During the past decade there’s been an explosion of soft plastic baits. Every year it seems that dozens of brand-new critters in every size, shape and color imaginable flood the tackle shops and catalogs. With so many new products, some may feel that my singing the praises of a plastic bait that’s 20 years old is downright old-fashioned. However, I think anyone who really gives small finesse worms a fair try will see that they often outperform many of the newer baits.

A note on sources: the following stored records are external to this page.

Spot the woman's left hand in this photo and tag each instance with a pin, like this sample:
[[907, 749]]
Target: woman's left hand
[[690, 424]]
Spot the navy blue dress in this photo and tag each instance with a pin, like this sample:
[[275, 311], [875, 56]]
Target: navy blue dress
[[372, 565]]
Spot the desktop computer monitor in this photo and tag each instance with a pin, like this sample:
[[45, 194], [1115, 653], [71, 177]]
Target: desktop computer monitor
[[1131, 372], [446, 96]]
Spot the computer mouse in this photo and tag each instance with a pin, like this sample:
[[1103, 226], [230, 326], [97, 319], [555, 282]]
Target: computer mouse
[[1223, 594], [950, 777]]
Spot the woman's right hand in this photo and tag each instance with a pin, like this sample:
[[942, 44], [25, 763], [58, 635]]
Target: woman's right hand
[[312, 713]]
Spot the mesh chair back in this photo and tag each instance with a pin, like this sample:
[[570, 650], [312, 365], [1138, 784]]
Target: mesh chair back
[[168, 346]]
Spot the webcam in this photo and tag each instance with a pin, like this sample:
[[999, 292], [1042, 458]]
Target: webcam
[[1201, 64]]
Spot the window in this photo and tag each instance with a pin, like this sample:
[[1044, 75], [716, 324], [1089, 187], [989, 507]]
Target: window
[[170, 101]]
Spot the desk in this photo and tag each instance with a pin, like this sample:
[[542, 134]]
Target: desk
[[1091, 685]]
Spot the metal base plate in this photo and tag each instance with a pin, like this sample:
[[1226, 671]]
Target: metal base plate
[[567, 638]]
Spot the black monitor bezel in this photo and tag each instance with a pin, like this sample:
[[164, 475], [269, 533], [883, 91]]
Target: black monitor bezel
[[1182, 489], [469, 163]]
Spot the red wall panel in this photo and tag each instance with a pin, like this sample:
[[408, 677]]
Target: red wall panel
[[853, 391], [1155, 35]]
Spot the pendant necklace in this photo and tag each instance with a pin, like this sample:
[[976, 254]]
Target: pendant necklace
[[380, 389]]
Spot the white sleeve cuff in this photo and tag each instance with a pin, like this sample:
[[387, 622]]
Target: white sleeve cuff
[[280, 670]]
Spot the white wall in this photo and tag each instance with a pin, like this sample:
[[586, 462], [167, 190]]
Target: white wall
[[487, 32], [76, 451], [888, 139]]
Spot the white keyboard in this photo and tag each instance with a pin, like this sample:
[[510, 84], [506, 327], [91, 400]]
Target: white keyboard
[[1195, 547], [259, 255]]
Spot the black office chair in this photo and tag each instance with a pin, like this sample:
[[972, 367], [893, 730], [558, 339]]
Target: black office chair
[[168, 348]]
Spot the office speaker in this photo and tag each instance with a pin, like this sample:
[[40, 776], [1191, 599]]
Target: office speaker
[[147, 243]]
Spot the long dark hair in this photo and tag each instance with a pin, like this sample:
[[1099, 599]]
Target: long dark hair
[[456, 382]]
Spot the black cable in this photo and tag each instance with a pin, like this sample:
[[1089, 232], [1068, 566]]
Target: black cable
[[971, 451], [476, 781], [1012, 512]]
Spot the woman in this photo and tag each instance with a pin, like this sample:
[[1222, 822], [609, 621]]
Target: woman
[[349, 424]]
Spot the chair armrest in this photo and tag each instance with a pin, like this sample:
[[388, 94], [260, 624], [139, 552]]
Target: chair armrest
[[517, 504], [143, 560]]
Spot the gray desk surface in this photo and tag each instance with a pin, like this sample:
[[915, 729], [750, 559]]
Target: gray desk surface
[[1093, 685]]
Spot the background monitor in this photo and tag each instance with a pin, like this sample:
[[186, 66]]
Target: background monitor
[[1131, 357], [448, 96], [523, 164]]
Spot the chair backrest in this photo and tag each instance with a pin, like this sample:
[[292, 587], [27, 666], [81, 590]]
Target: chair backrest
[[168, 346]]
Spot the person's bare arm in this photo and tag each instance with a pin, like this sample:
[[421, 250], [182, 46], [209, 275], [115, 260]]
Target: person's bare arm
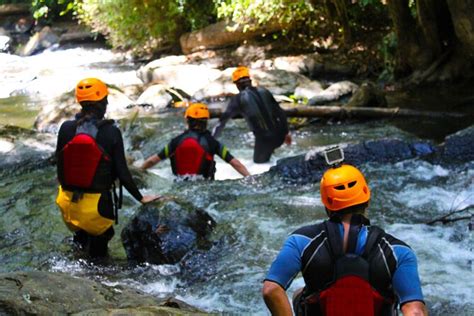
[[276, 300], [150, 162], [239, 167], [415, 308]]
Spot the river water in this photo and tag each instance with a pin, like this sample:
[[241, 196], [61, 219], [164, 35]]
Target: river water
[[254, 215]]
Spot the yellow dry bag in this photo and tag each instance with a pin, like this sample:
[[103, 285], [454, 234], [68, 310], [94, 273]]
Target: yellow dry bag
[[82, 214]]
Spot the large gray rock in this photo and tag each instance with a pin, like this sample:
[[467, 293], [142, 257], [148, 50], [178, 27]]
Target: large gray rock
[[222, 34], [310, 167], [368, 95], [155, 96], [40, 41], [277, 81], [189, 78], [47, 293], [459, 147], [308, 89], [334, 92], [23, 149], [189, 229]]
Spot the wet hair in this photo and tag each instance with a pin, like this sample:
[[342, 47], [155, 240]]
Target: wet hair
[[243, 83], [355, 209], [197, 124], [93, 110]]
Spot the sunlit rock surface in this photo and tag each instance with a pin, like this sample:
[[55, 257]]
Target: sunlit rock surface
[[309, 168], [459, 146], [48, 293], [21, 149], [334, 92], [188, 230]]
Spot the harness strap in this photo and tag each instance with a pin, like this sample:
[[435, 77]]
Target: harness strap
[[117, 199], [264, 113], [334, 239], [374, 235]]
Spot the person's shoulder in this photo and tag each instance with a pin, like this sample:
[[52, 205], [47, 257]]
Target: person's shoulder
[[386, 237], [309, 231], [68, 123]]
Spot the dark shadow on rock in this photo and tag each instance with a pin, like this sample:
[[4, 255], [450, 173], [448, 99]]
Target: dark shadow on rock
[[48, 293], [188, 229], [309, 168]]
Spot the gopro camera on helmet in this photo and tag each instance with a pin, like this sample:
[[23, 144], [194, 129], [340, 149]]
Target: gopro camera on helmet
[[334, 156]]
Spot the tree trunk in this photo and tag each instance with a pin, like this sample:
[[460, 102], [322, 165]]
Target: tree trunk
[[410, 54], [439, 44], [359, 112]]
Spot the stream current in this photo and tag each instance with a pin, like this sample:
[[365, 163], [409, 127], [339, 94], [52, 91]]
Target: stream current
[[253, 215]]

I really came to see how versatile and effective skinny 4-inch worms are when I was guiding about 15 years ago. I found that by using Berkley’s scented little 4-inch worms on 1/6 or 1/8th ounce slider heads, my clients could really work the bottom with minimal hang-ups. More importantly, they consistently caught smallmouth bass, lots of them, and big ones, even when the smallies were very inactive. Nowadays I may use various brands of worms in various colors, but this same basic method of Texas rigging a worm on a lightweight slider head is still a favorite practice of mine.
These little worms have a small enough diameter that the hook easily penetrates the plastic and consistently hooks the fish, even small fry, and even when you are using a light and flexible rod. (With many thick-bodied plastics that are Texas-rigged, consistently hooking smallmouth bass is difficult with rods rated only light or light-medium.) However, 4-inch worms still have a long enough profile to be highly visible to bass, even when they’re hoped or crawled through rocks. And I have seen hundreds of big smallmouth bass take these little worms, even in very low visibility water.

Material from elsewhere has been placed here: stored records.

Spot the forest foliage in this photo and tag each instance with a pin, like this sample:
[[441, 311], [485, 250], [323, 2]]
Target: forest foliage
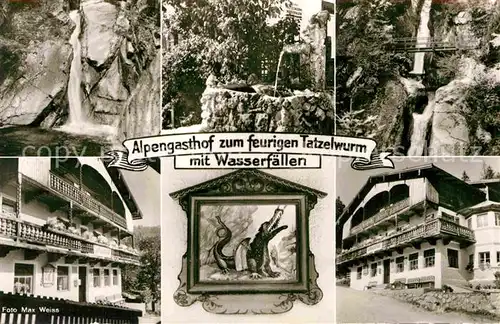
[[231, 39]]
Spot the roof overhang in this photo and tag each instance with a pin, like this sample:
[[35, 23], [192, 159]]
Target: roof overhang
[[423, 171]]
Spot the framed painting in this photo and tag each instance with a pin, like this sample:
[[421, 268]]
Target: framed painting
[[248, 244]]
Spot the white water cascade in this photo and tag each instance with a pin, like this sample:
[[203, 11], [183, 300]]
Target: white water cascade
[[421, 124], [423, 36], [78, 122], [278, 71]]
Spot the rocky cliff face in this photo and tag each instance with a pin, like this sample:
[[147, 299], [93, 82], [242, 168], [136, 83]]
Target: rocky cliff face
[[373, 77], [119, 44]]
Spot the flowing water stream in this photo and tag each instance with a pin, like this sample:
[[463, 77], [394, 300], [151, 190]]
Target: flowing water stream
[[421, 125], [79, 136], [278, 71]]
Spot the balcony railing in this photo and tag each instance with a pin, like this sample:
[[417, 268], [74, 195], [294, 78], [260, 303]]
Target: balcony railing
[[381, 215], [76, 194], [67, 311], [39, 235], [427, 229]]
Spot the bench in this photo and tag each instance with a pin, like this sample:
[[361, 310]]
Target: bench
[[421, 281]]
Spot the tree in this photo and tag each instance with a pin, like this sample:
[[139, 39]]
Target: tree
[[465, 177], [145, 278], [339, 209], [230, 39]]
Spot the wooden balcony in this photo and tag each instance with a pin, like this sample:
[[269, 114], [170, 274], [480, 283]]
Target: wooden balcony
[[77, 195], [41, 235], [67, 311], [381, 216], [431, 230]]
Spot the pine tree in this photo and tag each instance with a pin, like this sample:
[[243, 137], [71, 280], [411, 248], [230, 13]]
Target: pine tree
[[465, 177]]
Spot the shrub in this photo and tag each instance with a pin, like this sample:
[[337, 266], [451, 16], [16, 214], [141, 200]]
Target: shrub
[[9, 62], [447, 289], [481, 109], [497, 280]]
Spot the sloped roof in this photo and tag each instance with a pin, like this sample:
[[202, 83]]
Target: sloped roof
[[426, 170]]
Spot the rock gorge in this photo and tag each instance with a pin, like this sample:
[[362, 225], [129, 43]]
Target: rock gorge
[[446, 110], [120, 69]]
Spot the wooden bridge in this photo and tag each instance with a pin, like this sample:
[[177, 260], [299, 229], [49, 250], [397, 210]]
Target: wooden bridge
[[431, 44]]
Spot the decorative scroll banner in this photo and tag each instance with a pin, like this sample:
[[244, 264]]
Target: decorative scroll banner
[[248, 150]]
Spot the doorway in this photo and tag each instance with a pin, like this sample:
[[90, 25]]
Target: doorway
[[387, 271], [82, 288]]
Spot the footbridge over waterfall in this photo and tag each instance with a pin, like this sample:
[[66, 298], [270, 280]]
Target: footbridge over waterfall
[[431, 44]]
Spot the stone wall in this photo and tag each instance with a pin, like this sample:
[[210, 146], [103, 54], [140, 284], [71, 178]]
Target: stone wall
[[470, 302], [233, 111]]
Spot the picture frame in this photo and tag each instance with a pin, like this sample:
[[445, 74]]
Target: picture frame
[[48, 275], [221, 205]]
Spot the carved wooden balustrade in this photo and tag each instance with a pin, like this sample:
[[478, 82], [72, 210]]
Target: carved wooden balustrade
[[16, 228], [76, 194], [432, 228], [388, 212]]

The most common way I fish a small worm is to let it hit bottom, then I immediately start working it back with short one-foot to 18-inch hops, keeping the rod tip at a 45-degree angle to the surface. Since they’re rigged on a jig head, bass won’t hold on to these baits indefinitely, so immediately drop the rod tip 2 or 3 feet when you detect a strike, take up the slack and hit ’em hard.

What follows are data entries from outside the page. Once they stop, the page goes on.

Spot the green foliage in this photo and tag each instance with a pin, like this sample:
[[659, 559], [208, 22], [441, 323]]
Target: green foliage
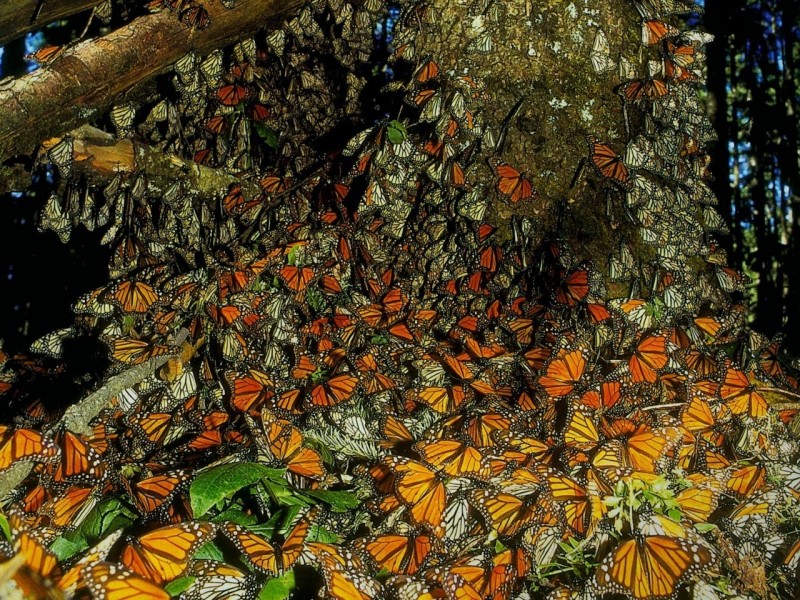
[[631, 494], [106, 517], [576, 559], [178, 586], [219, 483], [278, 588], [396, 132]]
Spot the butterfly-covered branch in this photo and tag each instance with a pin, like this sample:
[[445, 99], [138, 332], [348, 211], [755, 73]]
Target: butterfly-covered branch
[[102, 156], [85, 79], [18, 17], [77, 417]]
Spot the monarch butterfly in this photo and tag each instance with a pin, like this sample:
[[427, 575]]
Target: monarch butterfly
[[272, 184], [163, 554], [512, 184], [421, 489], [505, 513], [454, 458], [650, 566], [45, 54], [131, 351], [426, 71], [265, 556], [650, 356], [653, 31], [372, 379], [232, 94], [444, 400], [636, 446], [574, 287], [572, 499], [333, 391], [649, 88], [26, 444], [285, 444], [581, 431], [249, 390], [218, 581], [563, 373], [108, 581], [155, 492], [741, 396], [78, 460], [345, 581], [132, 296], [398, 553], [747, 480], [608, 163], [699, 501]]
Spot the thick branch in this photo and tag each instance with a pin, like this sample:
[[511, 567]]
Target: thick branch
[[87, 78], [17, 16], [101, 156]]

When smallmouth bass are in a less-active mood, increase your pause between hops. Sometimes letting the bait sit still on the bottom for 3 or 4 seconds with its tail waving enticingly is enough to make even finicky bass want to pick it up. And on areas with gravel or sand substrates, just slowly dragging the lure along the bottom is often deadly.
Naturally, finesse worms are effective for lake smallmouth bass, too. But I most often use them in moving water, and in rivers I have the most success with the curly tail varieties like Berkley’s. Worms seem especially deadly during the summer crayfish season. During this time colors like pumpkinseed, motor oil, camo and black pay off, depending on local water color.
Perhaps you’re a veteran angler who has put your little worms aside for newer plastics, or maybe you’re a more recent smallmouth bass convert and have never heard of these baits. Either way, I think you should definitely incorporate these great jigs into your angling repertoire.